An NIPT test is a blood test that screens a fetus for the most common chromosomal defects, including Down Syndrome, trisomy 13, and trisomy 18, as well as other sex chromosome abnormalities. (MaterniT21, for example, is a common NIPT screen.) Also referred to as cell-free DNA screening, the blood test can be performed in women who are at least nine weeks into their pregnancy. While it is routinely offered to women with high-risk pregnancies, meaning the women are at least 35 years old, have had a child with a chromosomal disorder, or have had an ultrasound that showed a potential problem with their fetus, many obstetricians are now offering the test to all women, regardless of age or pregnancy risk.
A pregnant woman's blood contains both maternal DNA and cell-free fetal DNA, which is DNA from the placenta that has crossed into the mother's bloodstream. NIPT measures the fragments of this circulating fetal DNA. If the test detects abnormal amounts of certain DNA, then the screening would come back positive. For example, high amounts of chromosome 21, 13, or 18 suggest that the fetus may have an extra copy of one of those chromosomes in each cell in the body, rather than the usual two copies. Having an extra 21 chromosome, for instance, can lead to Down Syndrome, a disorder characterized by intellectual and physical disabilities, including cognitive delays, heart defects, and an increased risk of developing Alzheimer's disease.

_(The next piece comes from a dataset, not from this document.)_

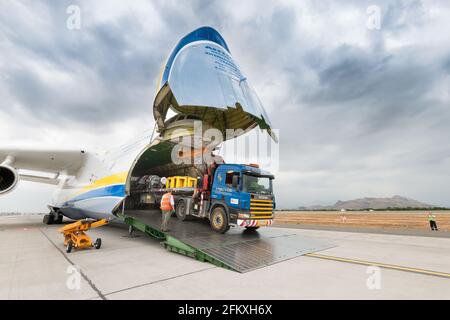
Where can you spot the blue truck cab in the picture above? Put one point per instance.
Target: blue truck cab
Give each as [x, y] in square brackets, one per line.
[241, 195]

What has doctors, researchers, and women with high-risk pregnancies excited about NIPT is its accuracy compared to the maternal serum tests previously offered, which, while also noninvasive, are not nearly as accurate an NIPT test.
"One out of 20 women who had a maternal serum screen for Down Syndrome would get a false positive, whereas 1 out of 1,000 women getting NIPT would get a false positive," says Blair Stevens, M.S., CGC, a genetic counselor at the University of Texas Health Science Center in Houston.

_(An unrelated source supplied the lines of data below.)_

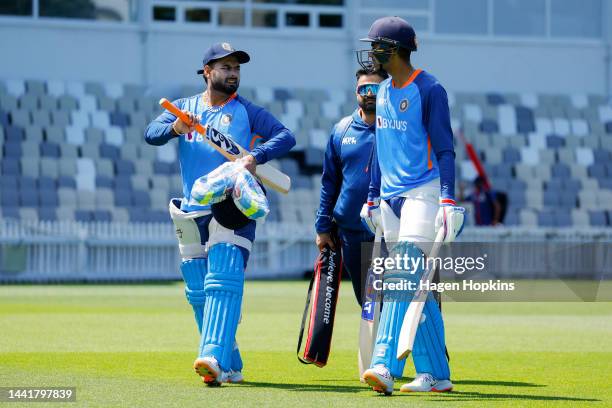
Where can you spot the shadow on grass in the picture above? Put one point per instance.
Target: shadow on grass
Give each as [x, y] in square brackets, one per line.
[455, 396]
[443, 397]
[497, 383]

Knowing your baby's risk of having a chromosomal defect with a blood test can help you avoid more invasive tests. With that said, keep in mind that NIPT is a screening tool; it is not diagnostic. A positive test result signals that you will have to undergo a more invasive diagnostic test, such as an amniocentesis or chorionic villus sampling, which carry a small risk of miscarriage. Only those tests can definitively confirm or rule out a chromosomal disorder.
While an NIPT test has benefits, it does have limitations. Women with low-risk pregnancies have far more frequent false positives than women who are considered high risk. This can lead to unnecessary diagnostic procedures. In addition, a negative result does not guarantee that a fetus harbors no chromosomal abnormality, and NIPT does not test for all chromosomal disorders.
Aside from its ability to detect disorders, it can also predict fetal sex some 10 weeks earlier than the standard ultrasound and with a 99 percent accuracy. This has many soon-to-be parents excited, but Stevens offers words of caution for parents seeking NIPT solely to discover the sex of the baby.
"We have had unfortunately several patients come to our office with abnormal results who were very confused and very regretful for having the test," says Stevens. They wanted a straightforward gender blood test but ended up with devastating news they had not been prepared to receive. Stevens recommends that parents seek genetic counseling both before and after testing to make sure they understand what they are signing up for when they undergo prenatal testing.